Monday 16 June 2008

More luck than judgement





I have a confession to make. Something I want to get off my chest.
Without wanting to sound like a kind of cricketing Luddite, I just don’t get the whole Twenty20 revolution.
I’m normally all for change or ‘progress’ and we repeatedly hear how sport is an ‘entertainment business’, but something just didn’t sit right with me from the start of this whole insatiable thirst for quickfire cricket.
It took me a little while to put my finger on it but I’ve finally worked it out.
The problem for me is that a large percentage of this new game is based on pure and simple luck.
Gloss it up as hard-hitting skill as you like, and I know there is some talent required to time the ball over the ropes, but there can be know doubt that every time someone launches the ball into the air they are playing with fire.

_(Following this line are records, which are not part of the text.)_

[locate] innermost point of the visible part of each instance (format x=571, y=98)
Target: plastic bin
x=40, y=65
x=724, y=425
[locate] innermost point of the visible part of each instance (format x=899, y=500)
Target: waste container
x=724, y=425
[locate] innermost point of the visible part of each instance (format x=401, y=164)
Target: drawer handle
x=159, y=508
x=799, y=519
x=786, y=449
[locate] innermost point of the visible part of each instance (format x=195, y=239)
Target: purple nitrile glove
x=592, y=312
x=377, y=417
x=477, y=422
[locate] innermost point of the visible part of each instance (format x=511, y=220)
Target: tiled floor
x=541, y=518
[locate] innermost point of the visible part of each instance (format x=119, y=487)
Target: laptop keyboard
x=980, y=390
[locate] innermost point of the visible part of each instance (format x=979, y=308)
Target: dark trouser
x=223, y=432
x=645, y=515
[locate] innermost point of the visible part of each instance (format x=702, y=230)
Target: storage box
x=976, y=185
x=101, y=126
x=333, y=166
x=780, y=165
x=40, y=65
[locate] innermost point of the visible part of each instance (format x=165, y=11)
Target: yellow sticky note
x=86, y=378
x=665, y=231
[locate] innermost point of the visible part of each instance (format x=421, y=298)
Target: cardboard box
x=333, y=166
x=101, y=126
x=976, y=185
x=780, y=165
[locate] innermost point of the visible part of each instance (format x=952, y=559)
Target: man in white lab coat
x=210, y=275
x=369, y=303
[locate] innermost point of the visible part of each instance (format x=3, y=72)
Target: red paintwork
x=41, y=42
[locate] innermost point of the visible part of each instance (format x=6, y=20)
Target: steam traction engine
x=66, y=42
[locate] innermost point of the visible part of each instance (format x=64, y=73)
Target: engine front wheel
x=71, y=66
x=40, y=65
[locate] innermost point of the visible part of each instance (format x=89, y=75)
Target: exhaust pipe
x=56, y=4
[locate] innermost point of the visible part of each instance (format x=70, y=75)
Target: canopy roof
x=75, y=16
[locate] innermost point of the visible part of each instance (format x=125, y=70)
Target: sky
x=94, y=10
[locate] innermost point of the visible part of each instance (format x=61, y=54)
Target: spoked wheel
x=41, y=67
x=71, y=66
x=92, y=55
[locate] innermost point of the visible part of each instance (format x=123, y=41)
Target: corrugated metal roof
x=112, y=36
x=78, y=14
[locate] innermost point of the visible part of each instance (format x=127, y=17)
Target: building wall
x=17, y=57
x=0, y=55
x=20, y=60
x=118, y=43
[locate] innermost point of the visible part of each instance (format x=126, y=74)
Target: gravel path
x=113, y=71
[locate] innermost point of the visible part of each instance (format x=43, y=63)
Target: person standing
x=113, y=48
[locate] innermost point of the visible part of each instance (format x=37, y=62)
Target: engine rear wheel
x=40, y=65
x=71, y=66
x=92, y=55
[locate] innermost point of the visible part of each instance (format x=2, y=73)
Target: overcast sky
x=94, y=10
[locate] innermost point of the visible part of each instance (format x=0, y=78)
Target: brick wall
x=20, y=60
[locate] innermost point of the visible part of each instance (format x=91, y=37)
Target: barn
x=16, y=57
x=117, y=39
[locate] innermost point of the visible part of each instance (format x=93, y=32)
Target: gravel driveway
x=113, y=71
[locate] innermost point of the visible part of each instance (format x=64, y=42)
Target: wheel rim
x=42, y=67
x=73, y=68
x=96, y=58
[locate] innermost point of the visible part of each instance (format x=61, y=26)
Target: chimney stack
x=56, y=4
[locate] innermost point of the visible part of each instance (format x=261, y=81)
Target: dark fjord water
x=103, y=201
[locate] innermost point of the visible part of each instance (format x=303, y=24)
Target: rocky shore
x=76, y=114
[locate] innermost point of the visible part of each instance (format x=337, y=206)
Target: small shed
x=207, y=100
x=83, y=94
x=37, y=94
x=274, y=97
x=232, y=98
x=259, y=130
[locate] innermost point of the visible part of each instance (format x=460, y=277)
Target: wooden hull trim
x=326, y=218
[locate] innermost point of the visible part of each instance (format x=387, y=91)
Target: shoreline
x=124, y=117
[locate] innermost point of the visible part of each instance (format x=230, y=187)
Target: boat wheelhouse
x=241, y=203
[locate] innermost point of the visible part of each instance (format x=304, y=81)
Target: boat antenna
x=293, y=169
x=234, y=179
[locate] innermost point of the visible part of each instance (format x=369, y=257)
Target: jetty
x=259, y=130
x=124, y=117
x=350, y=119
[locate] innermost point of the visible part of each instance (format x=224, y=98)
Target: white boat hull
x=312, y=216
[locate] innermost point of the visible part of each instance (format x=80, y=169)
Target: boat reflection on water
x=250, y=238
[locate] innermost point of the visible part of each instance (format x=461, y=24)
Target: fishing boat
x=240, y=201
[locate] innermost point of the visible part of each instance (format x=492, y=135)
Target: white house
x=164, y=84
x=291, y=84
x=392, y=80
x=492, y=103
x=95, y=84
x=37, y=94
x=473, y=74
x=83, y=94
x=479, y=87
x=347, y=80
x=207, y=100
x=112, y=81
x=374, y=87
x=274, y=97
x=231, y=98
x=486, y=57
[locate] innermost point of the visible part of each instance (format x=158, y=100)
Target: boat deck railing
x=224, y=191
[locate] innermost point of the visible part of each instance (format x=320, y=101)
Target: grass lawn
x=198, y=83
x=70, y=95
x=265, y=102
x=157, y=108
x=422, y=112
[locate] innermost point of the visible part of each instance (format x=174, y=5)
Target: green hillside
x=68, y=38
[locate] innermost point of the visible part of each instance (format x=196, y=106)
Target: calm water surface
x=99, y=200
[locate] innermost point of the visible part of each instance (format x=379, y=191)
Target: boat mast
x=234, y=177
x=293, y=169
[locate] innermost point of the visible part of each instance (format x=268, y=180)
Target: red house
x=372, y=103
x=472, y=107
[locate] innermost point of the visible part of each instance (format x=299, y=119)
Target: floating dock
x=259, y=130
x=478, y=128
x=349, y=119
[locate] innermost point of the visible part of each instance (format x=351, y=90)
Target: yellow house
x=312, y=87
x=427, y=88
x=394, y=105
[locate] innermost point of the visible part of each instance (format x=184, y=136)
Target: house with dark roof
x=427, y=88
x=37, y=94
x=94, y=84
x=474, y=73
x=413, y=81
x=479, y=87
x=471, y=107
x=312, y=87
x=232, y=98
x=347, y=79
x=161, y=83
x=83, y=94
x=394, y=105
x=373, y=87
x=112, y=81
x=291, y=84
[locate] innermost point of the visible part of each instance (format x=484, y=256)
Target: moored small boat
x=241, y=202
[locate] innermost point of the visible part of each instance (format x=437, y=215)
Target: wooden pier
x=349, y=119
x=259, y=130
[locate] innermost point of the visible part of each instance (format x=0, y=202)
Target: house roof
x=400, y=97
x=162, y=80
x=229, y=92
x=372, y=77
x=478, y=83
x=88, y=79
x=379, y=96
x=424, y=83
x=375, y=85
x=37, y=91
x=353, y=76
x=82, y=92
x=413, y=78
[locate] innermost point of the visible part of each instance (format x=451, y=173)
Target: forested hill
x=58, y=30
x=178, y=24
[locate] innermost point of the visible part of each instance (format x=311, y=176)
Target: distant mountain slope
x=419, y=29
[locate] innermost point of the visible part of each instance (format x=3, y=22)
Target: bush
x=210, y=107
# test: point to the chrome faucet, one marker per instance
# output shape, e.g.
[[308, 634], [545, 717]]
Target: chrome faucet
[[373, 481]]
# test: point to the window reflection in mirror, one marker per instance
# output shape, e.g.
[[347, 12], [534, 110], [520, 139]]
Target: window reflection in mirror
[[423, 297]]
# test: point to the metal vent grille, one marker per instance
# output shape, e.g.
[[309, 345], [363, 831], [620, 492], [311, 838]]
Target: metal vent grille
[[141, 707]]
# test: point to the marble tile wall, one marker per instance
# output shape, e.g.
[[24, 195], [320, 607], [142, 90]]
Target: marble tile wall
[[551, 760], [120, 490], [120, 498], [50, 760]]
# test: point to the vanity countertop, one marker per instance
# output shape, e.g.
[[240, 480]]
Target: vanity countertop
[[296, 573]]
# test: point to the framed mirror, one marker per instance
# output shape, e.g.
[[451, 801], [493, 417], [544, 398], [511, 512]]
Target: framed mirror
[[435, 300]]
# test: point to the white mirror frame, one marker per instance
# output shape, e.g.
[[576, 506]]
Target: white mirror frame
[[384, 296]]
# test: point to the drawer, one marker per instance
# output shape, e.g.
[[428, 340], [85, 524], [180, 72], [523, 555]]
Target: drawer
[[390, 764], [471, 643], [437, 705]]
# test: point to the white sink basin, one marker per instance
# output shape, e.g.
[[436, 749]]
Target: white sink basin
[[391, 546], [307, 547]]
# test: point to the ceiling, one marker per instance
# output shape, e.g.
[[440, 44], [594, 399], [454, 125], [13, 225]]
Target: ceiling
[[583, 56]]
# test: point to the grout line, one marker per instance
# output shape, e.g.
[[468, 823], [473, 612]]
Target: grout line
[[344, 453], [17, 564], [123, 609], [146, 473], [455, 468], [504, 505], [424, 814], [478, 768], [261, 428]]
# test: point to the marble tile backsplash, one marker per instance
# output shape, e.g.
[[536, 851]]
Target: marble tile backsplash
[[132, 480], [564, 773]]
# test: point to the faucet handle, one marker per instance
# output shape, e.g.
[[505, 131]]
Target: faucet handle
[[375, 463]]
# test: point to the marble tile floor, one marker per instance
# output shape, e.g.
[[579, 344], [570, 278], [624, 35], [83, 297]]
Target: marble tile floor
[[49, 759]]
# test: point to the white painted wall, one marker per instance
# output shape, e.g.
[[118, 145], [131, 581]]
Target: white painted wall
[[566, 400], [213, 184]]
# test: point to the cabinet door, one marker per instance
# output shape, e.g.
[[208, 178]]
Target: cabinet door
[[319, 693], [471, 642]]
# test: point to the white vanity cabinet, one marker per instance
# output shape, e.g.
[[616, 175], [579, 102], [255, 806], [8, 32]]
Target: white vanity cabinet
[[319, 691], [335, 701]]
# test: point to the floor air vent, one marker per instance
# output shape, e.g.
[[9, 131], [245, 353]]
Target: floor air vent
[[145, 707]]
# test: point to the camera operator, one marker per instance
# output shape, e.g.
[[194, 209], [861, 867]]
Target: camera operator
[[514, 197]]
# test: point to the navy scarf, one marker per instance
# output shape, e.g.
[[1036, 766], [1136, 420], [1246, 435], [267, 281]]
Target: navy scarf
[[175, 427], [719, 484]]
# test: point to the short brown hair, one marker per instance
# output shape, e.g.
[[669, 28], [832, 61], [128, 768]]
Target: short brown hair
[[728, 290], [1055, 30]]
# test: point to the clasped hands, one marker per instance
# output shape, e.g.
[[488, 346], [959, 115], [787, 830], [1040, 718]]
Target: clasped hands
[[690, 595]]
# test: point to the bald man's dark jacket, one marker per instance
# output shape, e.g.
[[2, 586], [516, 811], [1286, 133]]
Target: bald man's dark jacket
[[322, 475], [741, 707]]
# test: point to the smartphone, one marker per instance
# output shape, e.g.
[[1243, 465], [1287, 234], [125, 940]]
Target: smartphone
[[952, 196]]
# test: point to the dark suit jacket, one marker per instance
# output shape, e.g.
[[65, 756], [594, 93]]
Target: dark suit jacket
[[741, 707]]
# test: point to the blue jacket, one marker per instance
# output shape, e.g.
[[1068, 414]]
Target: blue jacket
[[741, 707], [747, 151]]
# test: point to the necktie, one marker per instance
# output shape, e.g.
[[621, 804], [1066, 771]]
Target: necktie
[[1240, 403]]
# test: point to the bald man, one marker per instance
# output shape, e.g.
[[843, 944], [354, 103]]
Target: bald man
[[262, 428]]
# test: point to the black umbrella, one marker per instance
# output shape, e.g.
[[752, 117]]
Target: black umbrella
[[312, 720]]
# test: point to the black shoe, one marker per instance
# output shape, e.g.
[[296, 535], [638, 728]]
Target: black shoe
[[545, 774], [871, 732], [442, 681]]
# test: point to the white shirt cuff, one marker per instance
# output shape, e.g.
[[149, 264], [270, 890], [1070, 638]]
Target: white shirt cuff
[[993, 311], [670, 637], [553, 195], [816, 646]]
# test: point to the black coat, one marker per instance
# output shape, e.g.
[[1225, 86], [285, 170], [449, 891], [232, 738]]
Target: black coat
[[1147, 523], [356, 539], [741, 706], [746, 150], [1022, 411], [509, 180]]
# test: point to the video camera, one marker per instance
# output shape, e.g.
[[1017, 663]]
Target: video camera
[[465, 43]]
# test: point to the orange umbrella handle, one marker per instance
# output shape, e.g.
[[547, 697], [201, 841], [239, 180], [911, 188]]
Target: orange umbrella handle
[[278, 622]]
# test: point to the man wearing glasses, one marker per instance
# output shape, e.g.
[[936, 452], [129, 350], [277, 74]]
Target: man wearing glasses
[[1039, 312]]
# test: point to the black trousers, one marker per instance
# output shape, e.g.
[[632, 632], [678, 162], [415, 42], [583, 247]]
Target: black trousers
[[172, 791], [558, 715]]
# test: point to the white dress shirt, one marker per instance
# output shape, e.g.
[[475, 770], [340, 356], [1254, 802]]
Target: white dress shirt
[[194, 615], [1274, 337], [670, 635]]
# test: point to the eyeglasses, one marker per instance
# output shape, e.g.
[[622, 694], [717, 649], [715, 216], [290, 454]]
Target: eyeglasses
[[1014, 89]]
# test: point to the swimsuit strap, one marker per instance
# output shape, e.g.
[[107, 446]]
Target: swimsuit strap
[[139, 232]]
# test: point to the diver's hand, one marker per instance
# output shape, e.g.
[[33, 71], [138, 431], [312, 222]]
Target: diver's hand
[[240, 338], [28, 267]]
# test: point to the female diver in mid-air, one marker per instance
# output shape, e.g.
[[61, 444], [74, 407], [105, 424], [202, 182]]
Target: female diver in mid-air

The players who succeed in Twenty20 rely on good fortune just as much as a good eye and shot selection.
Bowlers who get smacked straight to a fielder on the boundary rope get just the same result in the wicket columns as those who beat a player all ends up and send their stumps flying out the ground.
For a game that places so much emphasis on numbers and statistics, the shorter format brings with it a much higher element based on fortune that cannot be expressed in pure numbers.
With all the riches on offer for the winners now, how do we tell who deserves it and who is just blessed with some sort of lucky charm – does it even matter?
The whole point of test cricket is that it is just that, the ultimate test, five days of combat relying on skill and mental strength. Invariably the better side comes out on top, especially over a series.
In Twenty20 the chance for an upset is so much higher because fortune can favour one man on either side who can turn the game on it’s head in the space of a few minutes.
It is cricket condensed, downsized into a frenzied period of activity, but there are a number of elements of the game that are lost such as the ability to pick the delivery to leave or hit and manoeuvring the field through clever deflections.
For me it has parallels with a penalty shoot out in football, the skills involved are based on the general game and the better players normally have the advantage.
But in this ultra-simplified version anything can happen, the playing field is levelled and the upset is on the cards.
I hate sounding like an ultra-conservative lauding the status quo in the face of exciting change, but there we go, I’ve said my piece.
Unfortunately there is one all-conquering argument to shoot down any of the anti-revolutionaries like myself and that is the old business maxim – ‘give the people what they want’.
As long as the demand for Twenty20 remains and the money floods in, the revolution will continue to move forward.